Just finished nursing child #8, really excited to be able to do more intense exercise and I was attempting to eat much differently than I had been doing. I was researching and reading about whole foods and really trying to eat natural, non-processed foods. I was even contemplating getting a goat for the raw milk. Then came the blahs. The upset tummy. The unending tiredness. I blamed it all on eating different foods. That must be it, right? Well, it took me almost a month to connect the dots and realize that perhaps it was more than the food I was eating. Enter a pregnancy test. With a big, fat, positive result.
Out the window went the exercise and good eating. In the window came naps and eating whatever tasted good and didn't give me heartburn.
Seems like every time I try to improve my health something comes along to stop me. Often it's been this particular curve ball. And it's not that I mind the result. I really love my kids. But I would also love some time to give some attention to my aging body and help it become healthier as I slide into middle age.
My latest curve ball has really thrown me for a loop. No way did I see it coming.
After 8 kids I figured I knew all there was to know about baking, birthing and feeding babies. I've nursed for well over 7 years of my life. No brainer. This baby #9 would be nursed, just like all the previous babies.
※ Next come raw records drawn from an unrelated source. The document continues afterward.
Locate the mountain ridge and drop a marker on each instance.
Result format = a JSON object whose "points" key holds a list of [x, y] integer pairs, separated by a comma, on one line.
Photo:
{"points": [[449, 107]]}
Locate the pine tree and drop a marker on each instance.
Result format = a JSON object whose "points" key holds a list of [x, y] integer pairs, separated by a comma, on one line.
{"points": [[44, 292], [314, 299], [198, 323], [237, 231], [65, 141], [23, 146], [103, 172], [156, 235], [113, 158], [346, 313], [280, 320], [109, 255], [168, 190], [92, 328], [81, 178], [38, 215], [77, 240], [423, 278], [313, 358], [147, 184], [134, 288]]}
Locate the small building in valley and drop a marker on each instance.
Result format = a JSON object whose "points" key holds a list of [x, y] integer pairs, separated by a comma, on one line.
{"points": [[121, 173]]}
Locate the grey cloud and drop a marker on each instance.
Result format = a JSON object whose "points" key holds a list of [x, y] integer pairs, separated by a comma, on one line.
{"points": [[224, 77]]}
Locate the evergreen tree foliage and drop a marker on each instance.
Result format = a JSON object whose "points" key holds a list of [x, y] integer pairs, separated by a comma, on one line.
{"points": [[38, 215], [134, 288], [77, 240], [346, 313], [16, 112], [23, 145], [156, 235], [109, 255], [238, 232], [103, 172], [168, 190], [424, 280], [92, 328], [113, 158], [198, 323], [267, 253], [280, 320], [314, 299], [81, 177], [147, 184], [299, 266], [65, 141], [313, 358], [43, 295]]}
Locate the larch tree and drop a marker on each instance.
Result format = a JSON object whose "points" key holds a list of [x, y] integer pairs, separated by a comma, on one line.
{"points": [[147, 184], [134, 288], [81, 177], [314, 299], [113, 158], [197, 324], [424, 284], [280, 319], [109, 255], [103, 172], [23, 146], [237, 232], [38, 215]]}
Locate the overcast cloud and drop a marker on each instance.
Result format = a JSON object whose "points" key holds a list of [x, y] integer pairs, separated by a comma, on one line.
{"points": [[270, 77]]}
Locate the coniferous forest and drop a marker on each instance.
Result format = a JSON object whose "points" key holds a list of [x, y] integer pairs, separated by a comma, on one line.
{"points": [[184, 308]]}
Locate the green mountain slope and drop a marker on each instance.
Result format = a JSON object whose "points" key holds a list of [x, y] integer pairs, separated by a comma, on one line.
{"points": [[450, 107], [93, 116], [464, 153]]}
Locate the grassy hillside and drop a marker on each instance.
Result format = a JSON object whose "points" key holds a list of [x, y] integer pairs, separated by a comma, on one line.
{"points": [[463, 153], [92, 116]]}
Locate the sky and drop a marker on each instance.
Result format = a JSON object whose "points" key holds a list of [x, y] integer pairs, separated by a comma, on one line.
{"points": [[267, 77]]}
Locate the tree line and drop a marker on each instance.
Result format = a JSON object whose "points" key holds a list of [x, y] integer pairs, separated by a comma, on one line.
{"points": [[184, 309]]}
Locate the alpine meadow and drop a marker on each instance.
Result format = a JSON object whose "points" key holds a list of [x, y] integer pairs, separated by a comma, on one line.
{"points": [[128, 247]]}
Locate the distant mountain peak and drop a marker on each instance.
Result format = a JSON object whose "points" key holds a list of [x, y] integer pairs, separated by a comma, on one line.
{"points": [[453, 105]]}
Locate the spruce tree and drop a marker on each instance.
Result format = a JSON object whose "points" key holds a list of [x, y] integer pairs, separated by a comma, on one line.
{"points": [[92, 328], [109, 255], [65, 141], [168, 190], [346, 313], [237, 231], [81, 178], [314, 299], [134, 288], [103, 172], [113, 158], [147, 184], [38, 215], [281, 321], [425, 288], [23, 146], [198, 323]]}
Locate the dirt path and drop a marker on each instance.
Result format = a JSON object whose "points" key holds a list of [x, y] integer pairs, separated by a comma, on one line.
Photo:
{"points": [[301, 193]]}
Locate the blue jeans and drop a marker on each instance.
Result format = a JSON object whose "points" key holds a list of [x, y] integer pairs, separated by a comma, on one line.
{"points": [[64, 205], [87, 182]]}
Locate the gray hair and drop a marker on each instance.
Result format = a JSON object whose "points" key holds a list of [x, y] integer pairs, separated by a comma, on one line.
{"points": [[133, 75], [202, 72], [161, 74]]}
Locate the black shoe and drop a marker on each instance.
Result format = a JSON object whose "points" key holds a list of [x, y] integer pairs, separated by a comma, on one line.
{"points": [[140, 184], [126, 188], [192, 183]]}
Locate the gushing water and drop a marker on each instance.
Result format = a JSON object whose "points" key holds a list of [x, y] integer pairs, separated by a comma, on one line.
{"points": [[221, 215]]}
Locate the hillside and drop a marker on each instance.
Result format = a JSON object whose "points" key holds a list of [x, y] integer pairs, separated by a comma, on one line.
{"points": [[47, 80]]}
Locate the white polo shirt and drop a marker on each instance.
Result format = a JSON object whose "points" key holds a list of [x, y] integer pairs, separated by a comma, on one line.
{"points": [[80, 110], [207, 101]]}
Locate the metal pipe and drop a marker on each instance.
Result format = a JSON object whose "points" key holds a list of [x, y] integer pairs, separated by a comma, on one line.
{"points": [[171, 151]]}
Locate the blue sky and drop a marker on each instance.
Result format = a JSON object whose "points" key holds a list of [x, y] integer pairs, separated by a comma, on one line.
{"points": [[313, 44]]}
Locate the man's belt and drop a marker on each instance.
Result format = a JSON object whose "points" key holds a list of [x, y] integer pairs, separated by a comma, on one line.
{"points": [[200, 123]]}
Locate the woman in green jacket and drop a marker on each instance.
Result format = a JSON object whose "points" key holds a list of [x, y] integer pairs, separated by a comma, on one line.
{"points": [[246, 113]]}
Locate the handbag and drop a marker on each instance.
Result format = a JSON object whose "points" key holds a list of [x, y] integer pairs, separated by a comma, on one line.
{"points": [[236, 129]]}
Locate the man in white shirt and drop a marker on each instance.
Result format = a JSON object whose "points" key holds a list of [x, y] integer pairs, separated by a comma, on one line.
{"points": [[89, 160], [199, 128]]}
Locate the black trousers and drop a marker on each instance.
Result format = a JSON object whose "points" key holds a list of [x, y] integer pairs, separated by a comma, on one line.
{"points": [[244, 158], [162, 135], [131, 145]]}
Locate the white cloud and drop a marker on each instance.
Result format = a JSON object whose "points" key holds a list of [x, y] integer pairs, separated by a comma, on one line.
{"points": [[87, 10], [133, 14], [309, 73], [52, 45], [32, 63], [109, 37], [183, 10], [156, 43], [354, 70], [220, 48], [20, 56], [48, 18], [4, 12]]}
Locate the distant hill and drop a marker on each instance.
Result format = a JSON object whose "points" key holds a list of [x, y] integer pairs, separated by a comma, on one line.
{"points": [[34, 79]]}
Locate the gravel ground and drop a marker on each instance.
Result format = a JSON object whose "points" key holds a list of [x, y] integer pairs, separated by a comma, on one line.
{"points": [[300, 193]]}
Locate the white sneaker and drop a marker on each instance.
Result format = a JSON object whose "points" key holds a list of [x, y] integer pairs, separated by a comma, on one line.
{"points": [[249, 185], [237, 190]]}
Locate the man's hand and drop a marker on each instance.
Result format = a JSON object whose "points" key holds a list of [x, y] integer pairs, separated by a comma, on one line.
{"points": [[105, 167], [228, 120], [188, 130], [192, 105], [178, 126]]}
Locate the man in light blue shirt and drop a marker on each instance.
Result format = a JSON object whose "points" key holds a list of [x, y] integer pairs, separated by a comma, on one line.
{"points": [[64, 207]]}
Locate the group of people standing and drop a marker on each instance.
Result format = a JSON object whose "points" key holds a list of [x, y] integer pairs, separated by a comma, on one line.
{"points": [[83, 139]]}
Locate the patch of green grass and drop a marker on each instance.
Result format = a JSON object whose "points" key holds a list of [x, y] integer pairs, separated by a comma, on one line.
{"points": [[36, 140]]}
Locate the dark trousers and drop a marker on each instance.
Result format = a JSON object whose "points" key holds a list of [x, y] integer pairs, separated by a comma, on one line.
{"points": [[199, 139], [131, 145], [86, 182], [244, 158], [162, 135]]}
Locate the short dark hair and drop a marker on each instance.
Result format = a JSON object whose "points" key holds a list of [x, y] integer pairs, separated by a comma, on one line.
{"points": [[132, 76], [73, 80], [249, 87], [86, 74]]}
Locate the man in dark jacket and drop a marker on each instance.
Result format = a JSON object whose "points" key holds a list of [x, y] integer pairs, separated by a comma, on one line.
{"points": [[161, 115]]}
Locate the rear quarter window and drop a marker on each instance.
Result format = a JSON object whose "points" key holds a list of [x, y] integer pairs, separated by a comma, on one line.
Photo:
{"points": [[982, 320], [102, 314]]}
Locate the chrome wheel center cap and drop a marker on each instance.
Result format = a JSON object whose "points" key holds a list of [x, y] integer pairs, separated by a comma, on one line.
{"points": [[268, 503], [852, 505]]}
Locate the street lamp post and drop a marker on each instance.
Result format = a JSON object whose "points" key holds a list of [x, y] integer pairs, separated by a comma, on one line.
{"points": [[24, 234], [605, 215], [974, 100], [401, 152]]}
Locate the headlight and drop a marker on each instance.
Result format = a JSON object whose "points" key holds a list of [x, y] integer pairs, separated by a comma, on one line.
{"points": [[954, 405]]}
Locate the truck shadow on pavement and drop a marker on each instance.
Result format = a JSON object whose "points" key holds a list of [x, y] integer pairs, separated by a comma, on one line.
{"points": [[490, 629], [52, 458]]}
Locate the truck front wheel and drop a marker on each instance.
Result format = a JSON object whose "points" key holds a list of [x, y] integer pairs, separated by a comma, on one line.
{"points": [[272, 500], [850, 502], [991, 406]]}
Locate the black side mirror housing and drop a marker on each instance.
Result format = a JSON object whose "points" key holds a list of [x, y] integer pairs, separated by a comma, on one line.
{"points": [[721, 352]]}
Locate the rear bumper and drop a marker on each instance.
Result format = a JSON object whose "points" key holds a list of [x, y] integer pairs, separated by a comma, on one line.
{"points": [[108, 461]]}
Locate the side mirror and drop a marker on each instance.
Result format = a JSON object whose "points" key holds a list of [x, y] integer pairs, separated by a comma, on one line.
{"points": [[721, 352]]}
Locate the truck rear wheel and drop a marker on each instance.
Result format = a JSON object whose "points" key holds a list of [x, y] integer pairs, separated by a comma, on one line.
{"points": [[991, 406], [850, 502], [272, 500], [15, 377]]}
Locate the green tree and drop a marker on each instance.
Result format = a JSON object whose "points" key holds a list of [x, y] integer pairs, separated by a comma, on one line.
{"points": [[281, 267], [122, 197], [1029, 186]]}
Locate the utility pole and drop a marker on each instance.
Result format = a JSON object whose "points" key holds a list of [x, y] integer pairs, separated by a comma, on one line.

And he was nursed exclusively for 3 weeks. And he didn't gain any weight. He was just barely maintaining his weight. And he was starting to look bony and was very lethargic. But surely he was okay. He had wet and poopy diapers and he latched on fine.
The problem? He was not actively nursing or swallowing. Ever. He had been starving himself for 3 weeks and I didn't know it. What to do ? I borrowed a pump to see what was available for him and was shocked to see how diminished my supply was due to him not stimulating
production with his nursing. Enter formula and pumping. Maybe if he got stronger he would then nurse properly and I could stop pumping and supplementing.
Nope. He is the laziest eater I have ever had. Now at 8 wks since his birth, I have stopped pumping because the supply has run out. After 18 years of nursing I am now back to formula feeding my infant. I have gone through all the emotions, the guilt, the grief, the acceptance and excitement.
I so wanted to nurse him. I love nursing. I love being able to have that one-on-one time with my babies. I like an excuse to sit or lie down and read and have it be okay. I miss it very much.
However, I am thrilled that there are other options and I now have a 10 lb baby with chubby legs and double chin. I love that my other children get a chance to hold and feed him, bonding with their baby bro. I love that I have a bit more freedom, allowing me to keep up with the 2 year old and the 22 year old. I am excited to be able to get back to my exercising and eating better that was sidetracked a year ago.
Maybe this curve ball is to make up for the one thrown at me last year!